だから僕は耐えられたんだ。
どんなにつらい修行にも、兄さんやみんなと遠く離れた場所にいることにも。
同じ空を氷河が見ている。
星矢も紫龍も、兄さんもきっと。
そう信じることで、そう信じていられることで、僕は僕の中に生きるための力を生むことができた。
それに――。
兄さんが送られたデスクィーン島と大差ない地獄の島。
そう言われていたアンドロメダ島で、僕は思いがけず素晴らしい先生と友人に恵まれた。

アルビオレ先生とジュネさん。
二人は優しいだけの人たちじゃなかったし、その言動はいつも厳しいものだったけど、どんな厳しい言葉を口にしても、僕にどんなに過酷な修行を課する時でも、その眼差しには優しさだけがたたえられている人たちだった。
二人は、氷河に似ていた。
言葉や行動はぶっきらぼうでつっけんどんにも見えるけど、それは全部優しさから出ていることで――。
うん、氷河に似ていた。
アルビオレ先生もジュネさんも、とても綺麗な人たちだったし。

あれはいつのことだったか――。
アンドロメダ島に行って1年ほどが経っていたと思う。
僕は、自分の無力や未熟や寂しさに打ちのめされると、よく浜辺に行っていたんだけど、そこで僕が見ているのは海じゃなく空だということを二人に話す機会があったんだ。
そうしたらアルビオレ先生は少し意外そうな顔をして、それから深く頷いて、言った。

「そういえば、日本に、『二度と来ない場所に寝転がって空を見上げていたら、空に心が吸い込まれてしまった』という詩があったぞ。日本人は海よりも空に、回帰の思いを抱くようにできているのかもしれないな」
「え?」
「英訳されたものしか読んだことがないから、ニュアンスは少し違うのかもしれないが」
「空に心が吸い込まれる――」

僕は、詩なんて、そんな高尚なものを読めるような境遇にあったことがなかったから、もちろん その詩が誰の書いたものか、何を表現しようとして書かれたものなのかを知らなかったし、見当もつかなかった。
でも、そういう気持ちになるのは僕だけじゃないんだってわかって、嬉しかった。
氷河も兄さんも紫龍も、いつも前しか見ていないようなあの星矢だって、きっと空を見上げることがあったら、僕と同じように心を空に飛ばしてくれいるだろうって思うことができたから。
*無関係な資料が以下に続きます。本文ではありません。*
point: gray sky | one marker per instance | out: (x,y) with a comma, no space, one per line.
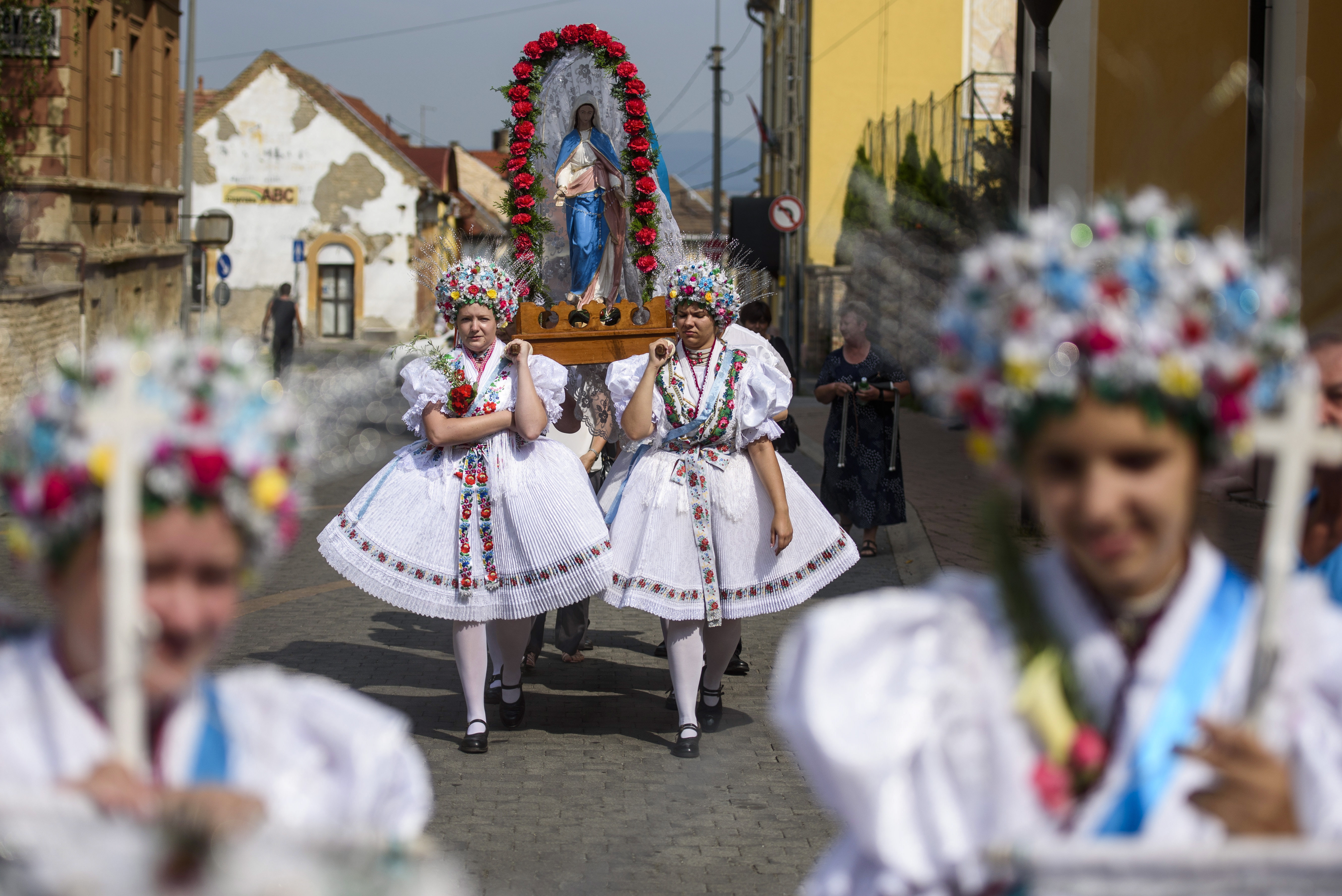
(455,66)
でも――『二度と来ない場所』って何だろう――どこのことだろう?
それは、二度と訪れることがないかもしれない旅先で経験したことを詠った詩なんだろうか。
二度と来ない場所――二度と行けない場所――帰れない場所。
それがもし氷河と一緒に空を見上げた城戸邸のあの庭のことだったなら――。
それは僕の知らない詩人の書いた詩で、僕の未来を予言した詩ではなかったんだけど、僕は少し不安になった。

僕を不安にした空の詩。
でも、僕の胸の上からその不安を取り除いてくれたのも、やっぱり青い空だった。
空を見上げれば、そこには氷河がいる。兄さんがいる。みんながいる。
僕が見上げる青い空の上では、みんなが元気に駆けまわっている。
僕の想像の中のみんなは幼い頃の姿のまま、歳をとることはなかったけど――その想像は、僕の心を軽くした。


アンドロメダの聖衣を手に入れ、僕が日本に帰ることになった日、アルビオレ先生は肩の重荷をおろすことができたみたいな笑顔で、僕に言った。
「二度と帰れない場所ではなかったな。あんな詩を教えてしまったことを後悔していたんだ。本当によかった。――元気で」

アルビオレ先生も僕と同じことを考えて、そして、僕の心を気遣ってくれていたんだ。
その不吉な予言じみた詩を ただの詩にすることができるのは、僕の努力と意思の力だけだってことがわかっていたから、先生はその詩のことを気にかけつつ、これまで黙って僕を見守ってくれていたんだろう。
――そんなところも、先生は氷河に似てる。

「はい。ありがとうございました」
僕は僕の先生に心からの感謝と敬意を込めて、深々と頭を下げた。
そして、日本に帰ったら、先生に教えてもらった詩が誰によって書かれたものか探してみようと思った。
その時の僕は、まさかこのアンドロメダ島が、僕にとって“二度と来ない場所”――二度と訪れることのできない場所になるなんて考えてもいなかったんだ。